Qu'y a-t-il de vrai là-dedans ?

Ce pantalon rouge est-il responsable des hécatombes de l'année 1914, comme on l'entend souvent ?

 

L'armée aurait fait preuve d'incompétence ou d'impéritie et serait donc responsable du maintien du vieil uniforme de nos armées. FAUX

Au contraire, comme dans les autres armées, la guerre des Boers a provoqué une grande réflexion sur la nécessité d'adopter un uniforme moins voyant et plus adapté à la guerre moderne. Plusieurs projets ont été proposés dans ce sens, comme on peut le voir ici.

L'armée n'est donc en rien responsable du maintien du pantalon garance.

 

A-t-ton voulu préserver les intérêts économiques des producteurs de garance ? NON

La plupart des producteurs de garance ont disparu entre 1850 et 1880. En 1898, la France ne compte plus qu'une seule fabrique et ne produit plus que 500 tonnes de garance par an.

Du reste, les uniformes français ne sont pas teints avec de la garance naturelle, mais avec un colorant chimique, l'alizarine, fabriqué par les industriels ... allemands !

Il ne s'agissait donc pas, là non plus, de préserver les intérêts des producteurs français de garance.

 

Les politiques et les journalistes ont tout fait pour que l'uniforme n'évolue pas. VRAI

Les vraies responsabilités du maintien du pantalon garance sont à rechercher du côté politique et journalistique.

Chaque fois que les états-majors successifs ont demandé la mise en fabrication d'uniformes discrets, les députés ont repoussé leur demande, tantôt on invoque le respect des couleurs nationales; tantôt, on évoque des questions esthétiques; tantôt des questions financières: par exemple, la commission des finances de la chambre estime que si l'on réserve des crédits pour de nouveaux uniformes, c'est autant de moins pour d'autres postes de dépenses, notamment en matériels.

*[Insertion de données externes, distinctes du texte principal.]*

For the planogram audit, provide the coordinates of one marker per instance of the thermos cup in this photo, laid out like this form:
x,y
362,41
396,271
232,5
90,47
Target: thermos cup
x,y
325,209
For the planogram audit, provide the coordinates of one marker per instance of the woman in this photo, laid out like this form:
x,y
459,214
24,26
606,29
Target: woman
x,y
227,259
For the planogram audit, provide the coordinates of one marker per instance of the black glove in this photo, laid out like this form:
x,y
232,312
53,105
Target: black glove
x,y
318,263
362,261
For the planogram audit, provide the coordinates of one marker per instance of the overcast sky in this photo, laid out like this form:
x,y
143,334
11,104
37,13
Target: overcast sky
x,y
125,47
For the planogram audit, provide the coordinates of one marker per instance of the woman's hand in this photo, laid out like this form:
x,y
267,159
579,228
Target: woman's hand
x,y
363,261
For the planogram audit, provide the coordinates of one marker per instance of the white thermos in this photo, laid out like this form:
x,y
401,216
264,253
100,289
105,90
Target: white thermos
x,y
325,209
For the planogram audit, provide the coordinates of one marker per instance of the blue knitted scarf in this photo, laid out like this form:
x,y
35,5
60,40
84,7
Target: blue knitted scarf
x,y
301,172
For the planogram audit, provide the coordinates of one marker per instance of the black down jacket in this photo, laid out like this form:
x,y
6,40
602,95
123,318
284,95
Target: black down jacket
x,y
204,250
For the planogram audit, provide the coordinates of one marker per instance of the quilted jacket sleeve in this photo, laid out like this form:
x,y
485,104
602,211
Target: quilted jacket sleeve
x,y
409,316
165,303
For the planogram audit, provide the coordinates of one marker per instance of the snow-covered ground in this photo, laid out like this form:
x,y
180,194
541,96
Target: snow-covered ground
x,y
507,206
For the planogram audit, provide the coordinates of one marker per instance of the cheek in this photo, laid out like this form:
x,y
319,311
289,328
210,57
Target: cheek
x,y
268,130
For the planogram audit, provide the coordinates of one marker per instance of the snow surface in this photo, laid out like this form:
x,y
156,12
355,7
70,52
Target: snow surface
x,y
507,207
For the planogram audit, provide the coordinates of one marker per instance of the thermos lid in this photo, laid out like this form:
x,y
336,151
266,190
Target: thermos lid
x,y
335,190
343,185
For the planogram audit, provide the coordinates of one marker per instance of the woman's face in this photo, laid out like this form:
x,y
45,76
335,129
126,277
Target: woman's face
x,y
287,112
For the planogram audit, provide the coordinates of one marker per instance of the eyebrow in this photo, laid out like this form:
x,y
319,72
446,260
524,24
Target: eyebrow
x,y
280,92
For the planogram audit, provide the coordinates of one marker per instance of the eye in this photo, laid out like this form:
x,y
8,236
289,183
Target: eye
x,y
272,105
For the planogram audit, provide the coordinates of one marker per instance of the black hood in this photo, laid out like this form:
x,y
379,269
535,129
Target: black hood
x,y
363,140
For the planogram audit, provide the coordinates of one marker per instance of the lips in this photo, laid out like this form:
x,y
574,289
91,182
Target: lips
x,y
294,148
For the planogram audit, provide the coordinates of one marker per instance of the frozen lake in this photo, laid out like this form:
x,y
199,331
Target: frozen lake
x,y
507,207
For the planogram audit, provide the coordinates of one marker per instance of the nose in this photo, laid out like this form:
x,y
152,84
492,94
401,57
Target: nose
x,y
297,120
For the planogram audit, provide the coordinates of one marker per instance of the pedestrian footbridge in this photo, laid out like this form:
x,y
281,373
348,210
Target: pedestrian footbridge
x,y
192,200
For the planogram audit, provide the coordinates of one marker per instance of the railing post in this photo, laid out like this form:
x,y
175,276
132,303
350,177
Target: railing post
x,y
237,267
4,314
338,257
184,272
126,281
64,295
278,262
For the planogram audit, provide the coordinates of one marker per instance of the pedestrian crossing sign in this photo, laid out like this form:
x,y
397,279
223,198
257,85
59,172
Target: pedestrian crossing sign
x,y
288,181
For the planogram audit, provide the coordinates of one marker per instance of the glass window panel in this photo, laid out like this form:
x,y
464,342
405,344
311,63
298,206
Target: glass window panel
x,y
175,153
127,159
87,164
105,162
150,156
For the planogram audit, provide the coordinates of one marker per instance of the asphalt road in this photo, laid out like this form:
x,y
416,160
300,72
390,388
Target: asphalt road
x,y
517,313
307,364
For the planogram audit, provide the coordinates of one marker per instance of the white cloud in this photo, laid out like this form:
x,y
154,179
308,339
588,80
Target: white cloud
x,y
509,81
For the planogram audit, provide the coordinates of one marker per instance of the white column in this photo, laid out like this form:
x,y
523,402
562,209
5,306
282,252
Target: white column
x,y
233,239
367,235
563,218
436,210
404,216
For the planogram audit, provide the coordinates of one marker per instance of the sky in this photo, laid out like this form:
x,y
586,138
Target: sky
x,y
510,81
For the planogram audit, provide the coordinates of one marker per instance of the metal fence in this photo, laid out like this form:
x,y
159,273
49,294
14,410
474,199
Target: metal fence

D'autre part, la presse, à chaque nouvelle tenue, n'a de cesse d'y porter des regards négatifs. Ainsi on peut lire que telle tenue " ne fait pas honneur au goût national", à telle autre, on ne prédit pas "une brillante carrière". Au défilé du 14 juillet 1912, où plusieurs types de tenues sont présentées, on souligne que "l'on acclame la vieille tenue".

Ce sont donc les élus et les médias qui sont les principaux responsables du maintien du vieux pantalon garance.

 

Le pantalon garance est-il responsable des pertes de 1914 ? FAUX

Il est vrai qu'en proportion, l'année 1914 est la plus meurtrière de la guerre (301 350 morts environ pour cinq mois de guerre, soit un taux de 2,95 % des effectifs totaux ou si l'on préfère 60 270 morts par mois [trois à quatre fois plus que toutes les autres années de la guerre]).

Le pantalon garance y est-il pour quelque chose ?

En fait,

- d'une part, les chiffres de pertes sont sensiblement égaux à ceux connus par les autres armées, pourtant équipées, elles, d'uniformes aux teintes discrètes (kaki anglais, Feldgrau allemand ...)

- d'autre part, les troupes françaises équipées d'uniformes bleu marine (chasseurs à pieds) connaissent des taux de pertes comparables aux troupes équipées du pantalon garance.

 

Comment expliquer cette hécatombe de 1914 ?

Ce sont les techniques d'attaque qui sont responsables: ayant mal évalué les conséquences de l'augmentation importante de la puissance de feu et faisant un peu trop confiance dans l'élan apporté par l'offensive à outrance, les états-majors découvrent, horrifiés, les effets sur les colonnes envoyées en unités serrées à l'assaut de l'adversaire et durent réfléchir à l'adoption de nouvelles tactiques, tandis que les tranchées que les soldats commencèrent à creuser spontanément jouèrent un rôle certain dans la diminution de la mortalité au front.